Went to Richmond-sate upon the grass in front of the house formerly belonging to Whitshed Keene, and gazed upon the moon, thinking all the while of Julia, until I became so melancholy, romantic, and poetical, as actually to perpetrate the following


Sweet is the sadness of the night,
And dear her silent reign,
And pleasant is her mournful light,
To those who love in vain.

To yon pale moon that o'er me soars,
Which dim through tears I see,
E'en now perchance my Julia pours
Her fervent vows for me.

The breeze whose plaints from yonder glade
In whispering murmurs rise,

Perchance around her lips has played,

And breathes my Julia's sighs.

By day her fancied presence seems

To chase each tear away,

Then stay to soothe my troubled dreams,
Stay, dearest vision, stay!

Why I should describe myself as loving in vain, and looking through tears, making Julia, who was that night engaged to a ball at Almack's, sympathize in my distress, may seem odd; but I recollected that all great poets are melancholy, and that "the course of true love never does run smooth," when you are soliloquizing the moon. I protest I think the lines very mellifluous and heart-rending, and altogether Lady's-Magazinish.-My darling Julia tells me she doats upon poetry; so do I, especially the elegiac, when hit off by a master's hand. Mem.: show her my verses to-morrow.

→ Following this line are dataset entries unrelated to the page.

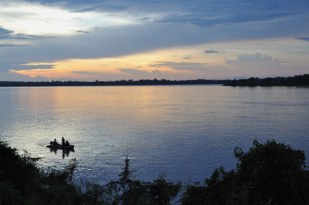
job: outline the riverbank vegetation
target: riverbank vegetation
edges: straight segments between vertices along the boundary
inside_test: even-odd
[[[0,81],[0,87],[36,87],[55,86],[100,86],[104,85],[202,85],[224,84],[228,86],[307,86],[309,85],[309,74],[295,76],[294,77],[259,78],[252,77],[248,79],[233,80],[170,80],[165,79],[158,80],[121,80],[115,81],[72,81],[62,82],[53,80],[51,82],[24,82]]]
[[[259,78],[253,77],[248,79],[234,79],[224,84],[227,86],[308,86],[309,74],[295,76],[294,77],[277,77]]]
[[[77,183],[75,159],[60,171],[39,167],[40,159],[0,141],[0,204],[169,204],[178,194],[177,204],[309,204],[309,170],[304,151],[292,149],[273,139],[253,141],[248,152],[236,147],[235,169],[216,169],[202,185],[183,184],[160,174],[152,182],[136,178],[129,159],[116,181],[105,185],[84,179]]]
[[[121,80],[115,81],[61,81],[52,80],[51,82],[23,82],[0,81],[0,87],[40,86],[100,86],[104,85],[194,85],[223,84],[229,83],[231,80],[208,80],[198,79],[197,80],[170,80],[165,79],[158,80]]]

My dear Julia, I am happy to find, is equally fond of the country, and devoted to music and domestic pleasures. In fact, her tastes and opinions seem generally to agree with mine. She is certainly a woman of superior good sense. Delighted to observe that she is so much pleased with my rattling friend Compton, and thinks Harvey a gentlemanly good-looking man. It is always pleasant when one's bachelor companions prove acceptable to one's wife.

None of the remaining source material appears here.